追う恋はもうしたくない恋愛弱者の私、釣り合うはずのない敏腕ハイスペ社長に追われています
 つまり、彼女の端末に入っているデータを今目の前で削除してもらったとしても、元のデータが別にある以上は、今後もレミさんの気持ちひとつでいつでも公開できてしまう。

「元データごと消してほしい、って話ですよね」
「はい」
「嫌だって言ったら?」

 意地の悪い提案が続き、息を詰める。
 先ほど鵜ノ崎さんを挑発していたときと同じ声色だ。レミさんが私に対してその口調で話すのは初めてだった。最後の悪あがきという印象が、声からも、口端を片側だけ吊り上げた挑発めいた表情からも、嫌でも伝わってくる。

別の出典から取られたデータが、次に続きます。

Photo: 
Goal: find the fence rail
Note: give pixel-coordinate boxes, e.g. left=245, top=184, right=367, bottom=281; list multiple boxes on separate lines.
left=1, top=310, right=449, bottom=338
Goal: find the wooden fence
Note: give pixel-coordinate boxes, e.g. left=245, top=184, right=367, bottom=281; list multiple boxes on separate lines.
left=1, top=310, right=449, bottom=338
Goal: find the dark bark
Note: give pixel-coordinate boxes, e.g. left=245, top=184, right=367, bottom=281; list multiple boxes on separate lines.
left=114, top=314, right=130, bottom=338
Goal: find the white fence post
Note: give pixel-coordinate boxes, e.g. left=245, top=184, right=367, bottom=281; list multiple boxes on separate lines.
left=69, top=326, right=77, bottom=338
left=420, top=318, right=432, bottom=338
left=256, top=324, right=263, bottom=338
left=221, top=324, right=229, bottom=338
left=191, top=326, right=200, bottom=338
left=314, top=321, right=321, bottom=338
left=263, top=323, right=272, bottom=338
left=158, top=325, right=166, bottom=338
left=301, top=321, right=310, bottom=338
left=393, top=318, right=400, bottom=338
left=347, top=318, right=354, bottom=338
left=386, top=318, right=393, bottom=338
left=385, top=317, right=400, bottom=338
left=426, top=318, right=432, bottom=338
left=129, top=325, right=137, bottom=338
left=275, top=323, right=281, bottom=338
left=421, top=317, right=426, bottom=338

「……そうしなければ気持ちが落ち着かないなら、仕方ないです。ただ」

 言葉を区切り、私は足を踏み出した。
 さっきまで座っていたソファの席を目指し、一歩、また一歩と進んでいくたび、レミさんの勝ち気そうな顔に浮かぶ困惑の色が強くなる。

 背後で鵜ノ崎さんが心配していると分かっていて、あえて後ろは振り返らなかった。

「レミさんがあの動画をご自分という体でネットに上げるなら、私も声をあげます。私と、鵜ノ崎さんの名誉のためにも」
「あ……」
「動画に映っているのがレミさんではないときちんと表明します。もしその動画が望まない形で広まったとしても、私の気持ちは変わらないです」

 ――あなたの憧れは、もう元には戻らないと思う。